Introduction to shaders

A brief introduction to GLSL that should prepare you to start writing shaders. If you find something missing or incorrect, please point it out in the comments so we can fix the article.

(This is a revived old article from NOMone’s old website that only exists on the Wayback Machine now).

Overview

A shader is a program that run on the GPU (Graphics Processing Unit, or lets say, your graphics card). Since GPU programs are quite different from CPU programs, it’s necessary to have a little comparison between the two.

General purpose vs Special Purpose

CPUs are general purpose. They don’t make assumptions about the nature of the program being run. Therefore, their design optimizations are the most general optimizations that would work on any program. However, most CPUs have special purpose instruction sets that serve multimedia applications (like MMX, SSE, 3DNOW, NEON …etc), but they are still used within the general purpose framework. CPUs also carry lots of burdens other than running programs. Stuff like memory paging and protection, context switching, code privileges, interrupt handling and lots of other stuff.

GPUs are special purpose. They are mainly used for rendering graphics to the screen. They are heavily optimized to do this task efficiently. However, they are flexible enough to be used in other applications as well, so they can be used for general purpose programming to some extent. For more details, search for GPGPU.

Sequential vs Parallel

CPUs are sequential in essence. CPUs “appear” to run instructions in the order they are written in the program, one at a time. In this sense, CPUs are SISD (Single Instruction Single Data).
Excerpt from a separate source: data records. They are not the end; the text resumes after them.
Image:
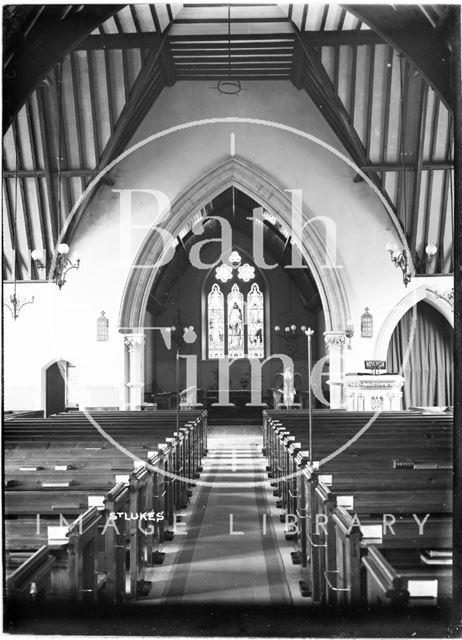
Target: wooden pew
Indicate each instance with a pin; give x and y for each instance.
(32, 579)
(398, 491)
(70, 442)
(396, 577)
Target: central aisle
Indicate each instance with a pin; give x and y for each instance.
(228, 552)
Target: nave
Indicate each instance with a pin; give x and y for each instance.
(230, 552)
(246, 579)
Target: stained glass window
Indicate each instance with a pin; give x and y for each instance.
(235, 314)
(235, 303)
(255, 323)
(216, 322)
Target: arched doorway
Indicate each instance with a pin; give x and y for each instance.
(59, 387)
(428, 370)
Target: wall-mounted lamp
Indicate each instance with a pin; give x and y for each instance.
(349, 332)
(367, 324)
(401, 259)
(62, 266)
(63, 263)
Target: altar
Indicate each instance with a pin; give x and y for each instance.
(373, 392)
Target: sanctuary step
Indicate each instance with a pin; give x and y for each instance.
(234, 415)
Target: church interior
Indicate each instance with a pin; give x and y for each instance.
(230, 275)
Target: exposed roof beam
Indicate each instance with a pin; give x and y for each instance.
(45, 43)
(406, 28)
(146, 39)
(143, 94)
(319, 86)
(420, 140)
(426, 166)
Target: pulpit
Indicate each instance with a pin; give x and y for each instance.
(373, 392)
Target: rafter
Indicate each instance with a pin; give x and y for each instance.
(25, 68)
(420, 140)
(47, 155)
(407, 30)
(143, 40)
(144, 91)
(320, 87)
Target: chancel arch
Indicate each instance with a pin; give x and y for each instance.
(421, 350)
(423, 292)
(270, 195)
(233, 307)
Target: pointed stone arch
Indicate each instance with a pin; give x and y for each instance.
(273, 197)
(410, 300)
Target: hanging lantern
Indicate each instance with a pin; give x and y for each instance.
(367, 324)
(102, 328)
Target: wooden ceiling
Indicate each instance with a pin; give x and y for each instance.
(81, 113)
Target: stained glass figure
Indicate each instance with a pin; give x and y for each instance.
(255, 333)
(235, 323)
(216, 322)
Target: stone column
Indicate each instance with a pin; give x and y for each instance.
(135, 384)
(335, 342)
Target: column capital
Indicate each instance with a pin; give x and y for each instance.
(134, 341)
(334, 339)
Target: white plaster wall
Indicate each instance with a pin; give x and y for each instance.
(63, 323)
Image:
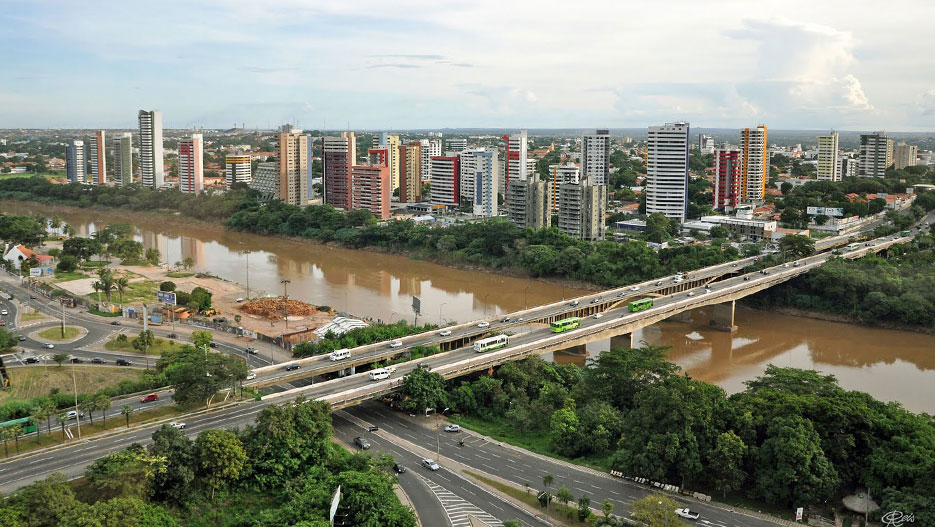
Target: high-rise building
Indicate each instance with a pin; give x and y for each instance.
(430, 147)
(666, 185)
(754, 163)
(75, 164)
(410, 172)
(829, 169)
(595, 157)
(484, 181)
(292, 159)
(152, 172)
(705, 144)
(391, 144)
(558, 176)
(191, 164)
(456, 144)
(905, 155)
(339, 154)
(237, 169)
(97, 152)
(370, 186)
(123, 158)
(874, 155)
(515, 160)
(446, 176)
(727, 178)
(529, 207)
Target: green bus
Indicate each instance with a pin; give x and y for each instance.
(639, 305)
(565, 324)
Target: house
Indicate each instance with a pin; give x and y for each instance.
(19, 253)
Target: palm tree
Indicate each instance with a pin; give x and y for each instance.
(103, 403)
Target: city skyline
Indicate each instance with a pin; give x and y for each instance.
(796, 66)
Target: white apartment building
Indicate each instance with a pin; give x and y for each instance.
(666, 184)
(152, 172)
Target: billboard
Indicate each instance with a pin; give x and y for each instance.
(825, 211)
(166, 297)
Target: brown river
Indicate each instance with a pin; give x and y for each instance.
(890, 365)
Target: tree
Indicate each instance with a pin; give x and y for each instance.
(423, 389)
(725, 462)
(656, 510)
(221, 458)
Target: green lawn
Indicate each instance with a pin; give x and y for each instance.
(71, 333)
(159, 347)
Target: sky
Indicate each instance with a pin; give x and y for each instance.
(408, 64)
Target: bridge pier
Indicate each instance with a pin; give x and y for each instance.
(624, 341)
(722, 316)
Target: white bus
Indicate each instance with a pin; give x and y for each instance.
(491, 343)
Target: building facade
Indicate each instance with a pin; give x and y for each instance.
(237, 169)
(152, 171)
(829, 168)
(666, 185)
(75, 164)
(97, 154)
(339, 154)
(754, 163)
(875, 155)
(446, 177)
(370, 186)
(191, 164)
(727, 178)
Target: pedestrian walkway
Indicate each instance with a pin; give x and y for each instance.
(459, 510)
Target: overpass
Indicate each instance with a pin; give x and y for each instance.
(671, 299)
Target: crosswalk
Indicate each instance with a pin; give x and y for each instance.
(459, 510)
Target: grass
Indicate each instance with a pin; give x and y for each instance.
(159, 347)
(39, 381)
(71, 333)
(564, 514)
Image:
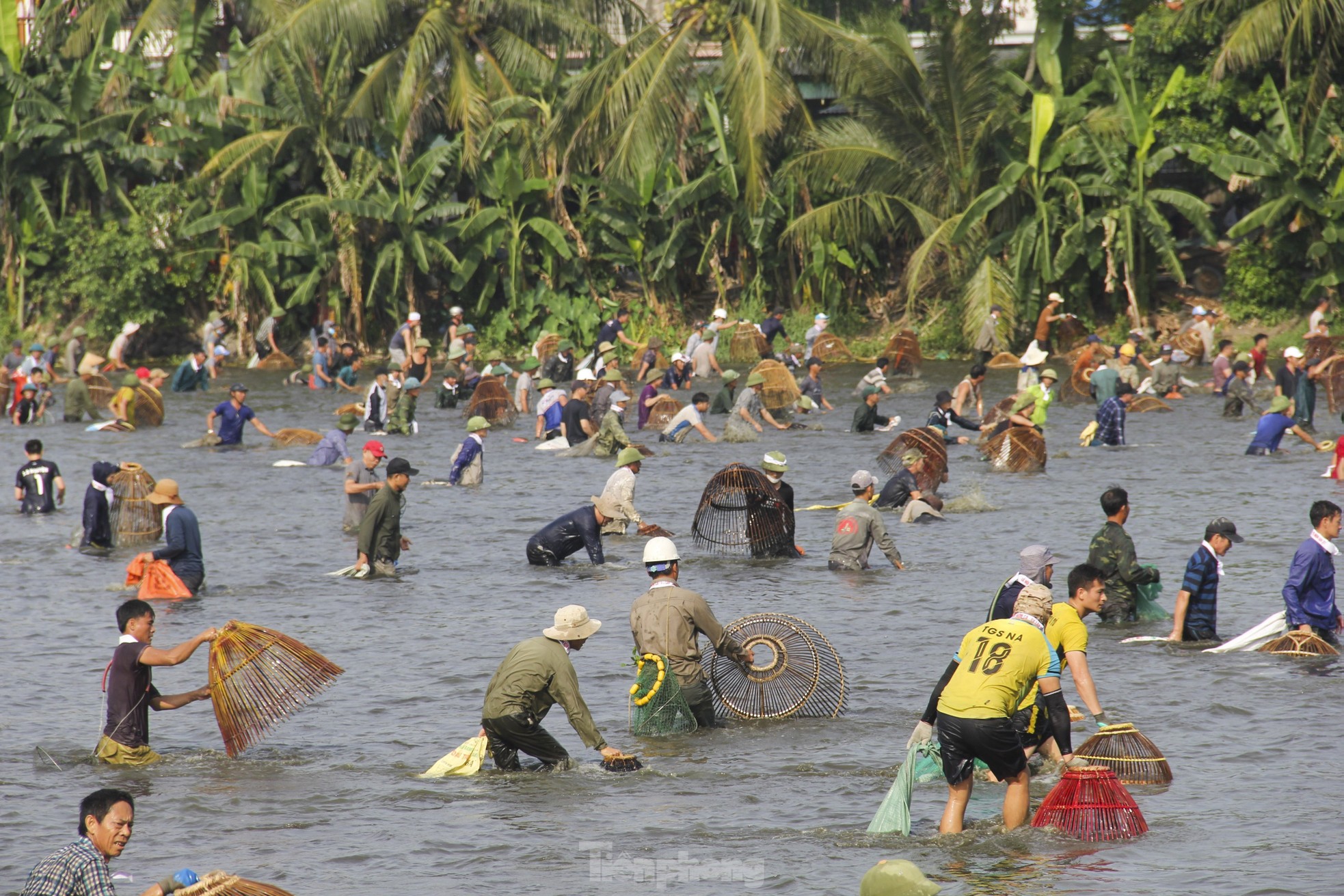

Each instruction performs its operation on only one piece of data (except multimedia extensions). When the CPU is multi-core, it becomes MIMD (Multiple Instructions Multiple Data), or more accurately SMP (Symmetric Multi-Processing, because they still share the same resources). Different cores are allowed to run different programs independent of each other. However, cores are usually limited in number and they fight over the system resources, most of which can’t be accessed in parallel. They have to wait for each other from time to time. Yet, CPU cores are powerful. They operate at high clock rates and are quite capable themselves. For instance, an Intel core-i7 processor has 4 cores, each one capable of running two threads at the same time, with each thread capable of performing 8 similar floating point operations at the same time (multimedia extensions). That of course, provided that the software running makes full use of the processor’s parallel abilities.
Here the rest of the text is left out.